The air base hosts the Basa Air Base Hospital is one of the primary medical facilities of the Philippine Air Force. It also has a ground base flight simulator for pilots training to use the FA-50PH light fighter jet.

It also hosts a chapel, known as the Our Lady of Loretto Chapel, which was founded in 1949 with St. Michael the Archangel as patron. Originally located at the flight line, it was transferred to its present location in 1956. It was renovated in 1984 after sustaining heavy damage from a 1983 typhoon. It was rededicated to Our Lady of Loretto, and used as an evacuation center for the Mt. Pinatubo eruption victims in 1991. It was inaugurated on the 55th Founding Anniversary on August 22, 2002.

===Aircraft===
- North American P-51 Mustang (1947–1960)
- North American F-86F Sabre (1957–1980)
- Lockheed T-33 Shooting Star (1950–1990)
- Vought F-8 Crusader (1977–1988)
- Northrop F-5 Freedom Fighter (1964–2005)
- SIAI-Marchetti S.211 (1990–present)
- FA-50PH Fighting Eagle (2017–present)

==Aerobatic Teams==
In 1953, the elite Blue Diamonds Aerobatics Team was formed from the core of the 6th Tactical Fighter Squadron. Showcasing the Philippine Air Force pilot's skill and proficiency in flying, the team quickly gained nationwide recognition.

In 1971, two other aerobatics teams: the 9th Tactical Fighter Squadron's Golden Sabres, led by Lt Col Antonio M Bautista and the 7th Tactical Fighter Squadron's Red Aces, were formed. In 1974, both teams retired due to economic setbacks brought by the increase in oil prices, inflation, and the Philippine Air Force's heavy losses in its Mindanao campaigns.

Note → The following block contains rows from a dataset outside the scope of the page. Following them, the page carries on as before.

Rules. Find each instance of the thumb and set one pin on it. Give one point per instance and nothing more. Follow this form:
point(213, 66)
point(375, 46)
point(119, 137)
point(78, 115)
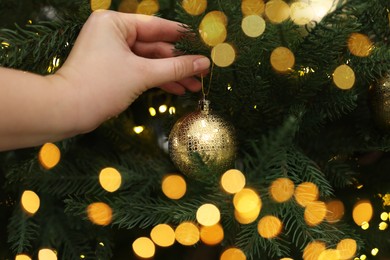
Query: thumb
point(175, 69)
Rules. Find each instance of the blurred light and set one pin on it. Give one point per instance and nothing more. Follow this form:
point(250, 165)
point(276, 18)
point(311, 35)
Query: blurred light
point(110, 179)
point(152, 111)
point(162, 108)
point(208, 215)
point(233, 181)
point(30, 201)
point(163, 235)
point(174, 186)
point(138, 129)
point(144, 247)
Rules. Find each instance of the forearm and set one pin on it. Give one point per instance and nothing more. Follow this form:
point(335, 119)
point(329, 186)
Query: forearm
point(34, 109)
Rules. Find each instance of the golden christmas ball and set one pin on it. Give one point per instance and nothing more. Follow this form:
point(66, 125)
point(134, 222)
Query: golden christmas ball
point(380, 103)
point(202, 138)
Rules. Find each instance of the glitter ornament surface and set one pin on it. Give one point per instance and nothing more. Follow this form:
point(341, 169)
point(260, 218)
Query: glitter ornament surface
point(202, 135)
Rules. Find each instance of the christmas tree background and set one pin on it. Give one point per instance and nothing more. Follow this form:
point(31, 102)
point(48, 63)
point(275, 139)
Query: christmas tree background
point(305, 85)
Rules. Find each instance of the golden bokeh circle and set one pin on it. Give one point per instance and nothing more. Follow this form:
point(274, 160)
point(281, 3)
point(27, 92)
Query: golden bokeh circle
point(233, 181)
point(212, 235)
point(187, 234)
point(305, 193)
point(313, 250)
point(282, 189)
point(252, 7)
point(99, 213)
point(174, 186)
point(335, 211)
point(301, 13)
point(277, 11)
point(282, 59)
point(347, 248)
point(344, 77)
point(315, 213)
point(269, 226)
point(144, 247)
point(163, 235)
point(233, 254)
point(49, 155)
point(223, 54)
point(30, 201)
point(360, 45)
point(253, 25)
point(362, 212)
point(194, 7)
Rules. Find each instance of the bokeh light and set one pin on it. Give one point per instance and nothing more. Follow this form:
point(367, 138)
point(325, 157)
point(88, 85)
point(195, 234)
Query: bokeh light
point(282, 59)
point(110, 179)
point(362, 212)
point(315, 213)
point(144, 247)
point(163, 235)
point(233, 181)
point(305, 193)
point(344, 77)
point(269, 226)
point(212, 235)
point(253, 25)
point(360, 45)
point(174, 186)
point(223, 54)
point(47, 254)
point(208, 215)
point(282, 189)
point(49, 155)
point(347, 248)
point(233, 254)
point(313, 250)
point(187, 234)
point(252, 7)
point(194, 7)
point(30, 201)
point(335, 211)
point(99, 213)
point(277, 11)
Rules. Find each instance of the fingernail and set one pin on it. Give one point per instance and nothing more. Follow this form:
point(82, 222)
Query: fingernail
point(201, 64)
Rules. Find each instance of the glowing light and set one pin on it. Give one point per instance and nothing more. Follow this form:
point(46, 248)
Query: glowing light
point(99, 213)
point(313, 250)
point(269, 226)
point(30, 201)
point(144, 247)
point(344, 77)
point(253, 25)
point(110, 179)
point(277, 11)
point(362, 212)
point(152, 111)
point(162, 108)
point(233, 181)
point(347, 248)
point(187, 234)
point(194, 7)
point(374, 251)
point(47, 254)
point(315, 213)
point(305, 193)
point(174, 186)
point(212, 235)
point(233, 254)
point(49, 155)
point(282, 189)
point(208, 215)
point(138, 129)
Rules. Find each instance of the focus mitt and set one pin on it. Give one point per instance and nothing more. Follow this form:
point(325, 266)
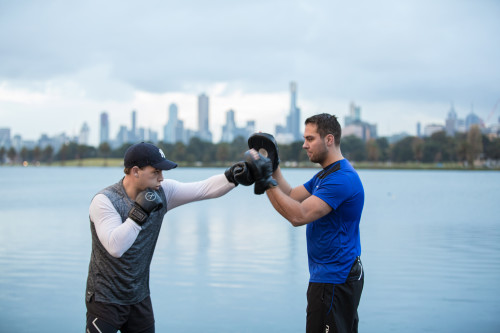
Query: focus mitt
point(266, 145)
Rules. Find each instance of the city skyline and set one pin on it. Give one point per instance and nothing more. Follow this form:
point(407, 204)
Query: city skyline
point(403, 62)
point(174, 131)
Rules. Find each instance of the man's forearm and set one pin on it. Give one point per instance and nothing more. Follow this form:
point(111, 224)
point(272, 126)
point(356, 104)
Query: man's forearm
point(289, 208)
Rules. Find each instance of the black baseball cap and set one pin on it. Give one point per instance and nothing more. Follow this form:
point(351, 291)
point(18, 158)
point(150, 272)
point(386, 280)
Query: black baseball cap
point(144, 154)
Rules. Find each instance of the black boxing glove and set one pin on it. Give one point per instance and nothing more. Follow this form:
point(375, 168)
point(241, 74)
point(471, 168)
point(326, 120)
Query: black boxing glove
point(266, 145)
point(229, 173)
point(146, 202)
point(242, 175)
point(261, 169)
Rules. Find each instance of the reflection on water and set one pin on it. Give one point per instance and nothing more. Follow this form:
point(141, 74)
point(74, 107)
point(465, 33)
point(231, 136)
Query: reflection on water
point(430, 243)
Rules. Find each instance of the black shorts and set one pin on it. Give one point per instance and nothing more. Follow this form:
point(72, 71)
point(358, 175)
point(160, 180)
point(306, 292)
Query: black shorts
point(333, 308)
point(137, 317)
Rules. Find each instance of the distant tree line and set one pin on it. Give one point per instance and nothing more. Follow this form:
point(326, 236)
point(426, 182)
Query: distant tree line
point(438, 148)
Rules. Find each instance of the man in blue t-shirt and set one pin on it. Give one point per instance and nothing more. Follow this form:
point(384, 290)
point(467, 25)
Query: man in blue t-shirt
point(330, 204)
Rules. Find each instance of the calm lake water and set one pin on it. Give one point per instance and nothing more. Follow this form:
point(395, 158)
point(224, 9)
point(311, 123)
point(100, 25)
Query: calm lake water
point(430, 249)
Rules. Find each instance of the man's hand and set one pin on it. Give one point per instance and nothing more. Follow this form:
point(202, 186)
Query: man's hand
point(146, 202)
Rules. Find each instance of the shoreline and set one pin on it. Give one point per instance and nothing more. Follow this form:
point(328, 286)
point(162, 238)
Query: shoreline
point(118, 163)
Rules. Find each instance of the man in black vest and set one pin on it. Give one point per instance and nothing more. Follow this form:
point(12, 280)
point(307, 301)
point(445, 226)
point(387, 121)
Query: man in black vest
point(125, 221)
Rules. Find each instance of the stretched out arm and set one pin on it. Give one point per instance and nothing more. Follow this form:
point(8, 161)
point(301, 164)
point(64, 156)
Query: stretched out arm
point(296, 212)
point(181, 193)
point(115, 236)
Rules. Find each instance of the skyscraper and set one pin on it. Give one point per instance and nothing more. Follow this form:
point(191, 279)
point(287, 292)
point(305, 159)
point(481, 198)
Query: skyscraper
point(169, 132)
point(132, 137)
point(104, 128)
point(290, 132)
point(451, 122)
point(203, 120)
point(83, 138)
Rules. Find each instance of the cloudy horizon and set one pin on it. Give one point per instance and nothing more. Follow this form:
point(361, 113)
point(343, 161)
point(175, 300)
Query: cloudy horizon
point(401, 62)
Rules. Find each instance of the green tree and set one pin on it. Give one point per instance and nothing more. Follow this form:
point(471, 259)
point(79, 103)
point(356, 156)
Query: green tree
point(104, 151)
point(223, 152)
point(474, 145)
point(384, 148)
point(372, 150)
point(47, 154)
point(2, 155)
point(492, 149)
point(37, 154)
point(12, 154)
point(401, 151)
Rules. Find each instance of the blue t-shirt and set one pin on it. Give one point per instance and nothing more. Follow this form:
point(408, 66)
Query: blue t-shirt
point(333, 240)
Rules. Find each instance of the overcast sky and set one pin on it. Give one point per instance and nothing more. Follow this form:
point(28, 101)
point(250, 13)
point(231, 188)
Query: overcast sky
point(64, 62)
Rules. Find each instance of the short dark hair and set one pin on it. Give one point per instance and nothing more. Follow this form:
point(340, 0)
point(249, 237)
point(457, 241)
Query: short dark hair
point(327, 124)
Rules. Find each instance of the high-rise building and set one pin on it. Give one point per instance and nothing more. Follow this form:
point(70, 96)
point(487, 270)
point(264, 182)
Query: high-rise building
point(5, 137)
point(83, 137)
point(203, 119)
point(355, 126)
point(228, 130)
point(231, 131)
point(354, 114)
point(290, 132)
point(473, 119)
point(104, 128)
point(294, 126)
point(133, 134)
point(169, 130)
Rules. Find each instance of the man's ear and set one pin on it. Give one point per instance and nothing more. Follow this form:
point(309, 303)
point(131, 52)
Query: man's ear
point(330, 139)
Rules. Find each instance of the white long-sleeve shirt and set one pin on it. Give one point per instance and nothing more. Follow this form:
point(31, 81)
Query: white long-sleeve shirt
point(117, 236)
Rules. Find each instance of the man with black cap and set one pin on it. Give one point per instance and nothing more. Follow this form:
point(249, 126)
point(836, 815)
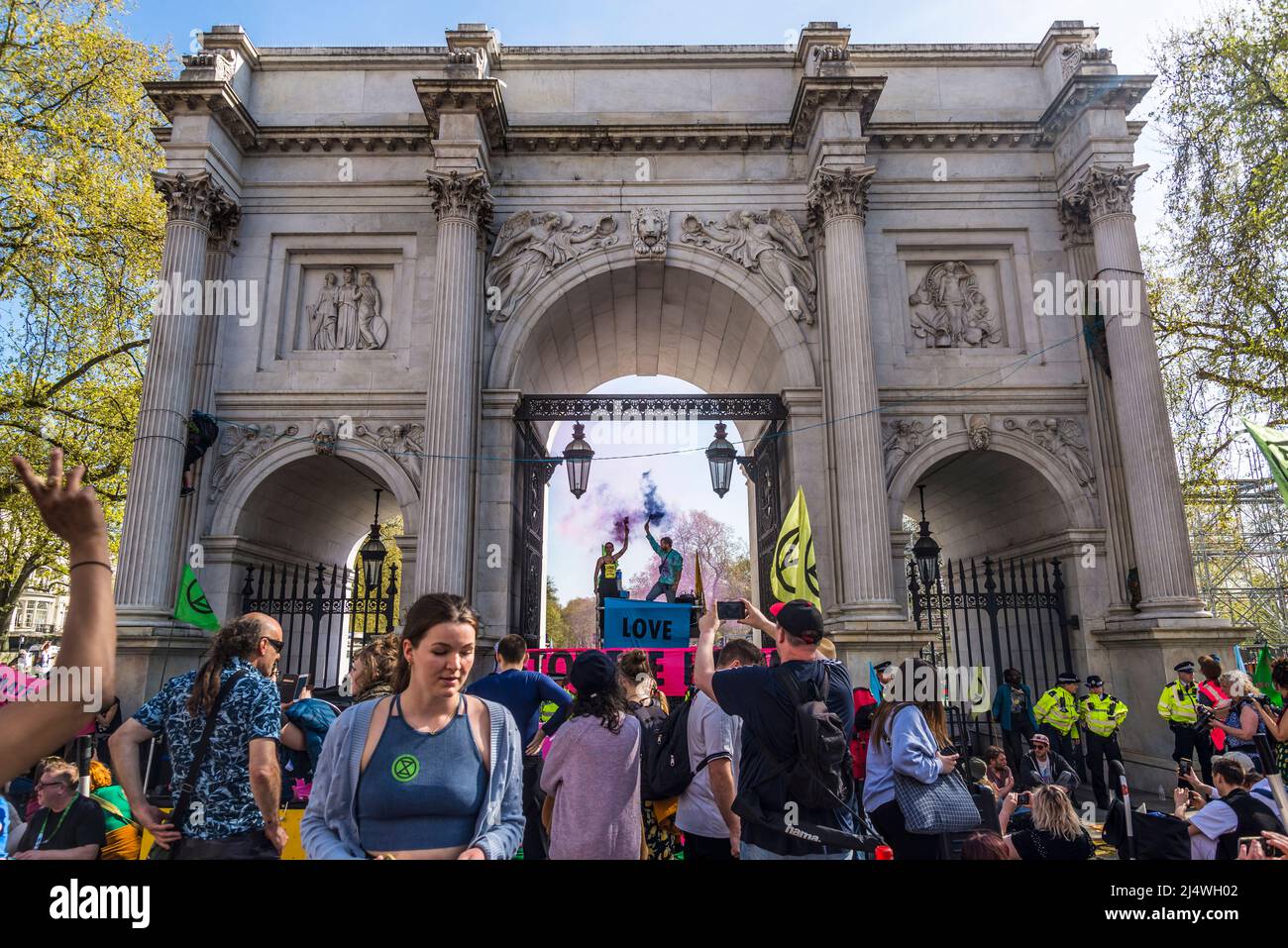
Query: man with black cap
point(767, 699)
point(1056, 712)
point(1102, 717)
point(1179, 706)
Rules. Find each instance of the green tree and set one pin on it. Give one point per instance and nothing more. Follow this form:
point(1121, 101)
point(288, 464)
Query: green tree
point(80, 241)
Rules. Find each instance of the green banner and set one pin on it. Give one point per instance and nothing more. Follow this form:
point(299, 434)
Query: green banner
point(191, 605)
point(1274, 446)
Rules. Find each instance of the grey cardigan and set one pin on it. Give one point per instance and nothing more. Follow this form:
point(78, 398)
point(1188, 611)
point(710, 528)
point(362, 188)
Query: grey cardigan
point(330, 823)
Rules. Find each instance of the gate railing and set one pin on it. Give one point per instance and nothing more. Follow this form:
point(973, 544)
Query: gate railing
point(322, 616)
point(997, 614)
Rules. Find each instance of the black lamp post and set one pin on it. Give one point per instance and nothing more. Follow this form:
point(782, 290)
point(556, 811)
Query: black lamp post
point(374, 556)
point(925, 550)
point(720, 458)
point(578, 458)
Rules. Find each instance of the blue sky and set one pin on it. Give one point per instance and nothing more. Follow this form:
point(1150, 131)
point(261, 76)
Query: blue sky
point(1128, 29)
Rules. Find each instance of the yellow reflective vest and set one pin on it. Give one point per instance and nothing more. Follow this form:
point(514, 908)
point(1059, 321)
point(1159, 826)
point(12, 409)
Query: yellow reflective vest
point(1179, 702)
point(1059, 708)
point(1102, 714)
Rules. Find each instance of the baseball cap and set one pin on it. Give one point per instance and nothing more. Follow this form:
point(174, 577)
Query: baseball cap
point(802, 618)
point(591, 673)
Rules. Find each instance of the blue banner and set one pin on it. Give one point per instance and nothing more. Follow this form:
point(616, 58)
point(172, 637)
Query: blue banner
point(635, 623)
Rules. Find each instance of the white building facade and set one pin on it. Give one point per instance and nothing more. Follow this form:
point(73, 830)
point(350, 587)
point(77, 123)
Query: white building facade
point(884, 241)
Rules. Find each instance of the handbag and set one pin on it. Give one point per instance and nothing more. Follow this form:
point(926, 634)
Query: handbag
point(179, 814)
point(943, 806)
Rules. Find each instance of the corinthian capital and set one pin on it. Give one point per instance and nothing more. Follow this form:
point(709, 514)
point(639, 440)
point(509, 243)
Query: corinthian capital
point(193, 198)
point(1107, 191)
point(462, 196)
point(838, 193)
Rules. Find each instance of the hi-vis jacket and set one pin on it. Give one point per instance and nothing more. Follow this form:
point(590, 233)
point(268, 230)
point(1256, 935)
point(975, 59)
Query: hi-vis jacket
point(1059, 708)
point(1179, 702)
point(1102, 714)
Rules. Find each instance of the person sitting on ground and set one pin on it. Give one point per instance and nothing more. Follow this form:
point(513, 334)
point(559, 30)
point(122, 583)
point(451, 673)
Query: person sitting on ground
point(67, 826)
point(30, 729)
point(430, 773)
point(123, 831)
point(1042, 766)
point(591, 775)
point(373, 670)
point(1056, 833)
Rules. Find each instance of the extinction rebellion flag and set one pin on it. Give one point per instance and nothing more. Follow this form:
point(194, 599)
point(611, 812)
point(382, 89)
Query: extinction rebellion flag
point(795, 574)
point(191, 605)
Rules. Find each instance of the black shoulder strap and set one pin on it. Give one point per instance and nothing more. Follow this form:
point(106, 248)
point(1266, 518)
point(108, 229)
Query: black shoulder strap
point(198, 756)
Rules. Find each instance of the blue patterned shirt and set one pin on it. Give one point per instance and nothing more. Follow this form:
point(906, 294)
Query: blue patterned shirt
point(252, 710)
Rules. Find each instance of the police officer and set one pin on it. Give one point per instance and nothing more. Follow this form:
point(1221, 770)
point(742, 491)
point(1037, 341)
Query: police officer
point(1102, 717)
point(1179, 707)
point(1056, 714)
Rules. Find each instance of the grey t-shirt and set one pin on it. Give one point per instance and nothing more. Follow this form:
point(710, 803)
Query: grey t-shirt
point(711, 730)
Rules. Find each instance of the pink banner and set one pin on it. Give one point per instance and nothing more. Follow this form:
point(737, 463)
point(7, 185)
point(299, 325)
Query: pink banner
point(673, 666)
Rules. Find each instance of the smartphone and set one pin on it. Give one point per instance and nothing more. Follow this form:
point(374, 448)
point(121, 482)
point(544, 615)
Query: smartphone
point(291, 686)
point(730, 609)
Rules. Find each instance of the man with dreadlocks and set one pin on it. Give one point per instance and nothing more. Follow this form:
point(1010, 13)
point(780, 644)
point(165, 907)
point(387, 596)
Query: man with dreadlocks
point(226, 790)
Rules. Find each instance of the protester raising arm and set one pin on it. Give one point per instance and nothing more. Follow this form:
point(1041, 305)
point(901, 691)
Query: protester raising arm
point(31, 729)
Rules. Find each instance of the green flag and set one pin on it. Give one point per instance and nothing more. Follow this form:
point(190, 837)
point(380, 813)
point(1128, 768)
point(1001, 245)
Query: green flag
point(191, 605)
point(1274, 446)
point(1262, 681)
point(795, 572)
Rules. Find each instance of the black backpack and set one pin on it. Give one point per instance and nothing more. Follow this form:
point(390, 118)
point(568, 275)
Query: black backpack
point(665, 771)
point(819, 776)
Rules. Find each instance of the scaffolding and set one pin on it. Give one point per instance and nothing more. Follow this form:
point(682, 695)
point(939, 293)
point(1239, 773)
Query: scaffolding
point(1239, 537)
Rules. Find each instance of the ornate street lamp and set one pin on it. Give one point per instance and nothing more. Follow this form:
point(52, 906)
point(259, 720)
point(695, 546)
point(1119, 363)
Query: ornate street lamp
point(926, 550)
point(374, 556)
point(578, 458)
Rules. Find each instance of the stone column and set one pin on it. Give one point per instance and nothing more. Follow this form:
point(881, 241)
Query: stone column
point(146, 579)
point(1155, 505)
point(463, 206)
point(837, 201)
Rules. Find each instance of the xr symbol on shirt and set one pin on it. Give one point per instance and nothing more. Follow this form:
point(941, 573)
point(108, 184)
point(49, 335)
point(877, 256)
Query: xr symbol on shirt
point(404, 768)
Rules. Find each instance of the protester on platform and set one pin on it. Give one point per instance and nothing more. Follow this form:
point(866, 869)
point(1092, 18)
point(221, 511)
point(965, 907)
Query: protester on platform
point(591, 775)
point(767, 699)
point(67, 826)
point(999, 772)
point(1056, 833)
point(1216, 826)
point(986, 845)
point(669, 569)
point(522, 693)
point(29, 729)
point(429, 773)
point(1042, 766)
point(649, 707)
point(1013, 710)
point(864, 707)
point(372, 673)
point(704, 814)
point(123, 832)
point(1239, 717)
point(1211, 693)
point(1275, 720)
point(239, 782)
point(907, 738)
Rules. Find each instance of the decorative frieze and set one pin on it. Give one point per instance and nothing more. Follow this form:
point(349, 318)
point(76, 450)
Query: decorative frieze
point(1063, 438)
point(765, 243)
point(531, 247)
point(949, 311)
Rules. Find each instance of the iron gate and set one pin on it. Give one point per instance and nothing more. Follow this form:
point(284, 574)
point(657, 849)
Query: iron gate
point(997, 614)
point(323, 618)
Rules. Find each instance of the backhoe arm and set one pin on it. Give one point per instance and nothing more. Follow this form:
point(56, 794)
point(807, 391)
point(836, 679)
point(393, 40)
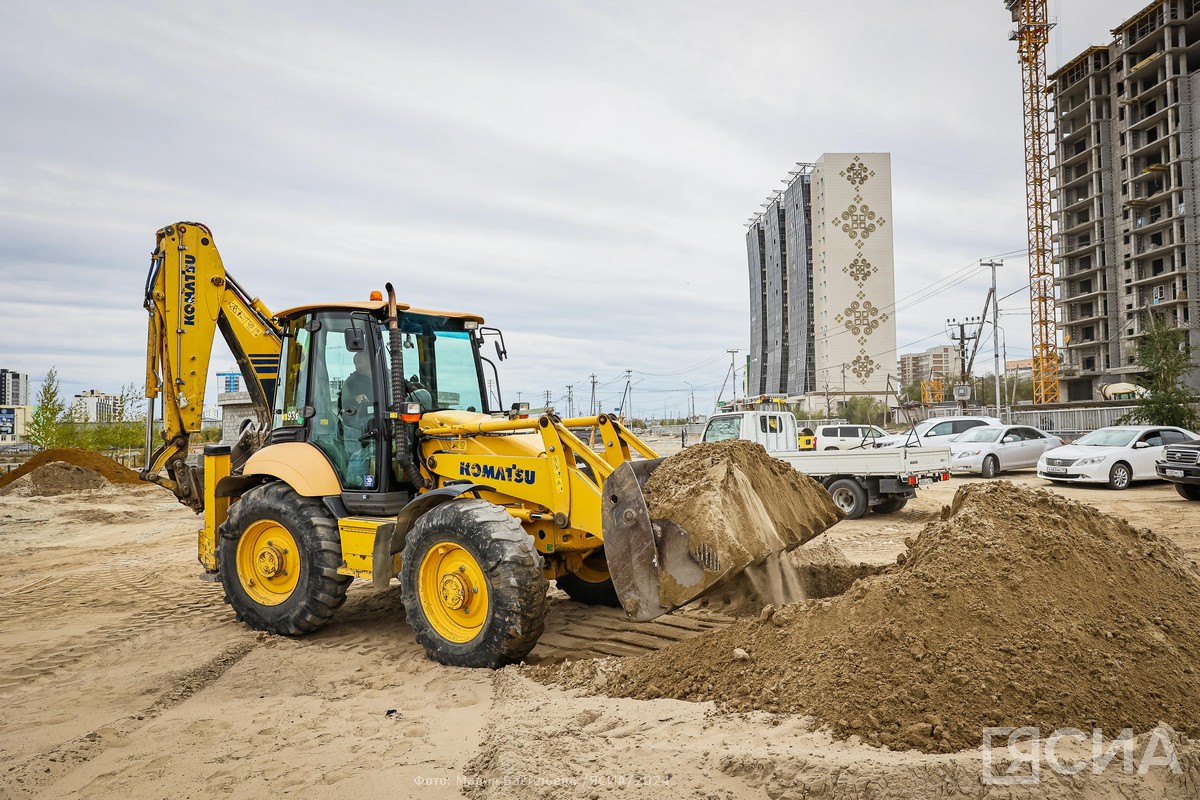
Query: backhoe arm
point(190, 296)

==Accidents and incidents==
- On 15 April 1971, Douglas C-47A 293246 of the Philippine Air Force crashed shortly after take-off following the failure of the starboard engine. All 40 people on board were killed. The aircraft was operating on a military flight to Manila Airport. The accident was the 2nd worst involving the DC-3 at the time, and is the 3rd worst as of 2010.